Una volta arrivati in città ci spiegano come raggiungere il mercato a piedi. Con una breve ma faticosa camminata vista l’altitudine (parlo sempre e solo per me) arriviamo alla piazza centrale. Tutto il centro è pieno di bancarelle colorate che vendono soprattutto prodotti tessili e artigianato in legno, ceramica, ecc. C’è anche tanto cibo cucinato, ma non ci azzardiamo a sperimentarlo. Abbocchiamo in compenso, a poche bancarelle dall’inizio del giro, a una coperta colorata presumibilmente di alpaca. Giriamo per il mercato per qualche ora, ci riposiamo un po’ nei giardini della piazza principale, beviamo un caffè che rasenta la decenza in un bel baretto e poi, visto che non abbiamo né tempo né energie per fare altri grandi giri nella zona (ci sarebbe la famosa laguna di Cuicocha che sicuramente merita una visita), andiamo al terminal dei bus e ne prendiamo al volo uno in partenza per Quito.
Otavalo, piccola cittadina tipicamente andina, e il suo mercato colorato, ci è piaciuta.
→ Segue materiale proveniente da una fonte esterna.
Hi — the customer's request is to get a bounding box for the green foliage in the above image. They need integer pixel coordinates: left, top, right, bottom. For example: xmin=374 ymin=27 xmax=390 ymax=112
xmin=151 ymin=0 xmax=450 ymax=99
Tempo due ore (e un altro film tremendo) siamo di nuovo a Quito. Ci incontriamo direttamente al Quicentro coi colleghi di Fede per cenare. Ottimi burritos nonostante la poca fame e poi cambio di hotel (ci spostiamo a poche centinaia di metri di distanza, all’ hotel Finlandia, tutto sommato consigliato per il buon rapporto qualità-prezzo). Finalmente andiamo a letto. Per domani abbiamo prenotato un tour al vulcano Cotopaxi (con Ecosport Tours, 50 USD a testa), che già temo mi proverà parecchio coi suoi quasi 5000 metri (o meglio, questa è l’altezza che raggiungeremo noi, il Cotopaxi è 5872 mslm).
12 Maggio 2019 (Cotopaxi)
L’appuntamento con il tour operator è alle 6.45 davanti al locale Magic Bean nel quartiere Mariscal Foch. Ci svegliamo alle 6 sperando di poter arraffare qualcosa dal buffet della colazione, che ufficialmente apre alle 6.30, e saltiamo su un taxi che in pochi minuti ci porta al luogo dell’appuntamento. Il tempo non promette nulla di buono per ora, ma speriamo nella costante variabilità del tempo da queste parti. Alla spicciolata compaiono uno per uno i nostri compagni di avventura, un bel gruppo di persone più o meno della nostra età e provenienti da tutto il mondo. Siamo circa una quindicina, e credo sia la prima volta durante un viaggio che non abbiamo compagni di avventure italiani. La guida Pato si presenta e ci spiega come si svolgerà la giornata. Il tempo continua a renderci tristi, ma magari allontanandoci da Quito vedremo un po’ di cielo. Prima di tutto si fa la sosta colazione, bella sostanziosa, in una specie di ristorante dove vendono anche manufatti in alpaca e dove per fortuna compriamo entrambi un paio di guanti. Dopodiché il pulmino salirà sparato all’entrata Caspi del parco nazionale del Cotopaxi, fino a quota 3800 metri, e da lì, una volta registrati e usati eventualmente i bagni (gli ultimi disponibili), arriveremo col pulmino all’ultimo punto di accesso per veicoli, a circa 4600 mslm. È da qui che partirà la scalata a piedi per il Refugio Josè Rivas, che si trova a 4867 mslm.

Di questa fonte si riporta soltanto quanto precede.